The ruling today is a huge boost to business owners that have for long argued that their money is unnecessarily held up at URA as cases drag on for years at the Tax Appeals Tribunal. It is, however, a blow to URA that has been collecting this money before one could challenge its decisions.
Fuelex Uganda limited challenged requirement to first pay 30% of tax in dispute before challenging tax assessment by URA
Taxpayers
disputing assessments by Uganda Revenue Authority will no longer be required to
deposit 30 per cent of the amount in dispute before launching a challenge at the Tax
Appeals Tribunal (TAT).
Section
15 of the Tax Appeals Tribunal Act requires a company or any taxpayer who disputes a tax bill to deposit 30 per cent of the
money in dispute to URA before launching a challenge. But the Constitutional Court Judges led by Alfonse Owiny-Dollo ruled that
the requirement was unconstitutional and went against a constitutional provision
that guarantees everyone a fair hearing.
In
a majority ruling on Friday, Justices Alfonse Owiny Dollo, Kenneth Kakuru,
Egonda Ntende and Ezekiel Muhanguzi said that the requirement for payment of
30 per cent before challenging URA assessments contravenes Article 44 (c) of the
Constitution. The cited article guarantees everyone to a fair hearing.
The ruling today is a huge boost to business owners that
have for long argued that their money is unnecessarily held up at URA as cases
drag on for years at the Tax Appeals Tribunal. It is, however, a blow to URA that has been collecting this
money before one could challenge its decisions.
It is an outcome of a petition lodged by Fuelex
Uganda Limited, in 2009 after it was presented with a tax bill of 160.5 million Shillings
by URA. URA said Fuelex had not paid the money between June 2005 and September
2006. But Fuelex
objected to the tax bill, but it had to deposit 30 per cent of the disputed amount before challenging it at the Tax Appeals Tribunal.
In
the Constitutional Court, Fuelex argued that the provision clearly offends the
rule of law provisions in the Constitution which guarantee equal access to justice
for everyone and negates all forms of equity known to the law.

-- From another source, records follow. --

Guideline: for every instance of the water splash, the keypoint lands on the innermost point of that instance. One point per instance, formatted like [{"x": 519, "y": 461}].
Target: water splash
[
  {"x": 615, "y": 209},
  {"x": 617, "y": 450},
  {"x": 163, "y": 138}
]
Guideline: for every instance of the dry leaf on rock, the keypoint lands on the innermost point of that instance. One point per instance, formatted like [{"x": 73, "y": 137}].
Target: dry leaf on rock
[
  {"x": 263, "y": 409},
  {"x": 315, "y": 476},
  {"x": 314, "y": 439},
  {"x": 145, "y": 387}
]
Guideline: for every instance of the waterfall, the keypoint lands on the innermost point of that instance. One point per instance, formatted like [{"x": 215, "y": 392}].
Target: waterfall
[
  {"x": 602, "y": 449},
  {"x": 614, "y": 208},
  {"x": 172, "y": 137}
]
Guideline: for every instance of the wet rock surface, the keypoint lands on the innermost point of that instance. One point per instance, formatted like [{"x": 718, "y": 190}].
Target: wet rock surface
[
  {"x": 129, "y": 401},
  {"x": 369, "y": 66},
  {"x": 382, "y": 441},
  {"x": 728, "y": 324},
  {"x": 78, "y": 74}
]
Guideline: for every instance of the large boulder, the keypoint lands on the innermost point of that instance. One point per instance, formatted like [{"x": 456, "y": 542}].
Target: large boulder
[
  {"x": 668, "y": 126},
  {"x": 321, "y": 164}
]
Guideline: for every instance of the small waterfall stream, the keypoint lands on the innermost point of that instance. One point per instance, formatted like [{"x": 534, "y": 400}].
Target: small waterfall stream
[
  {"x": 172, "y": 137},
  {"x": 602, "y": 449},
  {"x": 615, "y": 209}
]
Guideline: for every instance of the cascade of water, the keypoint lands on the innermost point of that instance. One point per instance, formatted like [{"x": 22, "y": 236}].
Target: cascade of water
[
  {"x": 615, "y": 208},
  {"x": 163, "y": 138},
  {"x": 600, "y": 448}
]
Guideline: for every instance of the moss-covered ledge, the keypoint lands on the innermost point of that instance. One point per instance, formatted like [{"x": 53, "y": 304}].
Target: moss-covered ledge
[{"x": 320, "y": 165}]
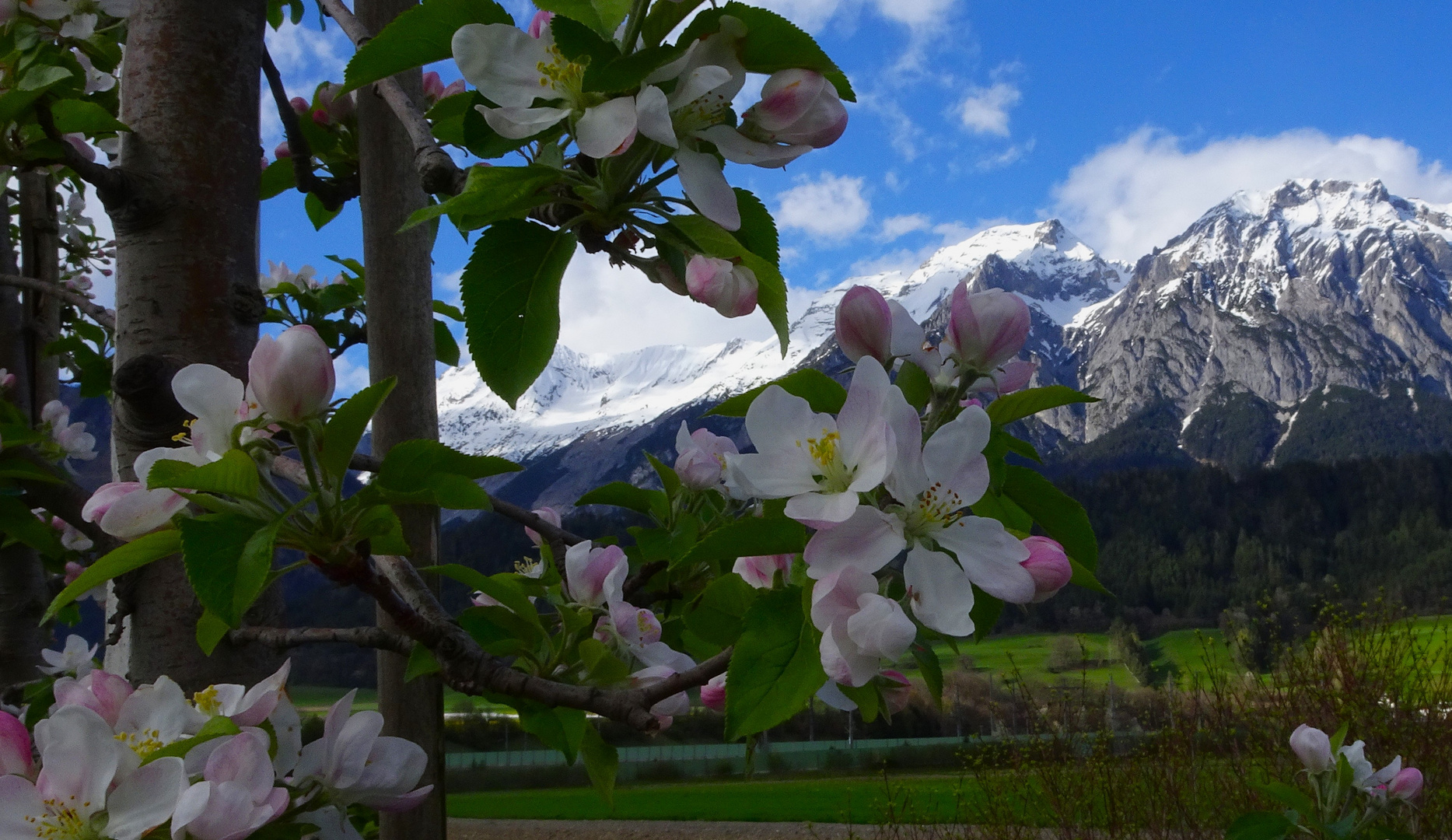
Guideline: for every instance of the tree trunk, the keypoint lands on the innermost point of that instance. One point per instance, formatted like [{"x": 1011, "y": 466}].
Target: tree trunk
[
  {"x": 22, "y": 577},
  {"x": 401, "y": 343},
  {"x": 186, "y": 287}
]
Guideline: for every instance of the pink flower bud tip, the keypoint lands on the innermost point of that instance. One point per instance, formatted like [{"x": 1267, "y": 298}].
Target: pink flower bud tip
[{"x": 1048, "y": 565}]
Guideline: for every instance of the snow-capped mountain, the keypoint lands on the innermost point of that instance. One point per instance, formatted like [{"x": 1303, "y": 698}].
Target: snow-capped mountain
[{"x": 1259, "y": 309}]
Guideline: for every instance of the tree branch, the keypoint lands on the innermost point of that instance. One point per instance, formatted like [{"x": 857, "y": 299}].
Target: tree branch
[
  {"x": 331, "y": 192},
  {"x": 89, "y": 307},
  {"x": 283, "y": 639},
  {"x": 436, "y": 169}
]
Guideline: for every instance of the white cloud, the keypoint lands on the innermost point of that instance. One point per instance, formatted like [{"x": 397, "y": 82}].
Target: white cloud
[
  {"x": 607, "y": 310},
  {"x": 1139, "y": 194},
  {"x": 896, "y": 227},
  {"x": 985, "y": 110},
  {"x": 829, "y": 208}
]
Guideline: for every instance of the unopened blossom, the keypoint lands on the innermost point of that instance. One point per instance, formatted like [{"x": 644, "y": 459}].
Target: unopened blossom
[
  {"x": 818, "y": 461},
  {"x": 702, "y": 457},
  {"x": 761, "y": 570},
  {"x": 986, "y": 329},
  {"x": 1048, "y": 565},
  {"x": 726, "y": 287},
  {"x": 859, "y": 627},
  {"x": 15, "y": 747},
  {"x": 797, "y": 107},
  {"x": 292, "y": 376},
  {"x": 713, "y": 694},
  {"x": 934, "y": 486},
  {"x": 596, "y": 576},
  {"x": 548, "y": 515},
  {"x": 237, "y": 794},
  {"x": 85, "y": 791},
  {"x": 355, "y": 763},
  {"x": 75, "y": 659}
]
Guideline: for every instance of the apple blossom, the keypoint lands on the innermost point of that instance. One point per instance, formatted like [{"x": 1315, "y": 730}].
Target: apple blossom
[
  {"x": 355, "y": 763},
  {"x": 702, "y": 457},
  {"x": 237, "y": 794},
  {"x": 292, "y": 376},
  {"x": 722, "y": 285},
  {"x": 819, "y": 463},
  {"x": 859, "y": 627},
  {"x": 15, "y": 747},
  {"x": 1048, "y": 565},
  {"x": 986, "y": 329},
  {"x": 596, "y": 576},
  {"x": 76, "y": 659},
  {"x": 761, "y": 570},
  {"x": 83, "y": 791},
  {"x": 713, "y": 694},
  {"x": 797, "y": 107}
]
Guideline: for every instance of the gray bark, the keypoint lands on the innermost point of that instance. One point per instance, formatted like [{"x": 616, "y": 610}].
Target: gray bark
[
  {"x": 186, "y": 285},
  {"x": 401, "y": 343}
]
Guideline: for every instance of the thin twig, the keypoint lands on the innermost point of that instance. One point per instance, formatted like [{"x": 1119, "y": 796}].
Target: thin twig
[
  {"x": 283, "y": 639},
  {"x": 436, "y": 169},
  {"x": 93, "y": 310},
  {"x": 331, "y": 192}
]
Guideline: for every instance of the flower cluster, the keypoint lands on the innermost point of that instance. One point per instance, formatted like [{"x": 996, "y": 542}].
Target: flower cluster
[{"x": 115, "y": 762}]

On its side, URA argued that Fuelex had not paid the
requisite 30 per cent of the tax it had objected to prior to lodging the objection
hence the application was incompetent. The court rejected this.
Only
Justice Hellen Obura dissented the majority ruling, arguing that there was no
need to make reference to the constitutionality of the payment of 30 per cent of the
tax in dispute because the Supreme Court had upheld it. She
awarded costs to the Uganda Revenue Authority.
The
declaration of payment of 30 per cent tax in dispute before challenge comes at heals
another ruling last month where the Tax Appeals Tribunal itself said companies can pay the money in instalments.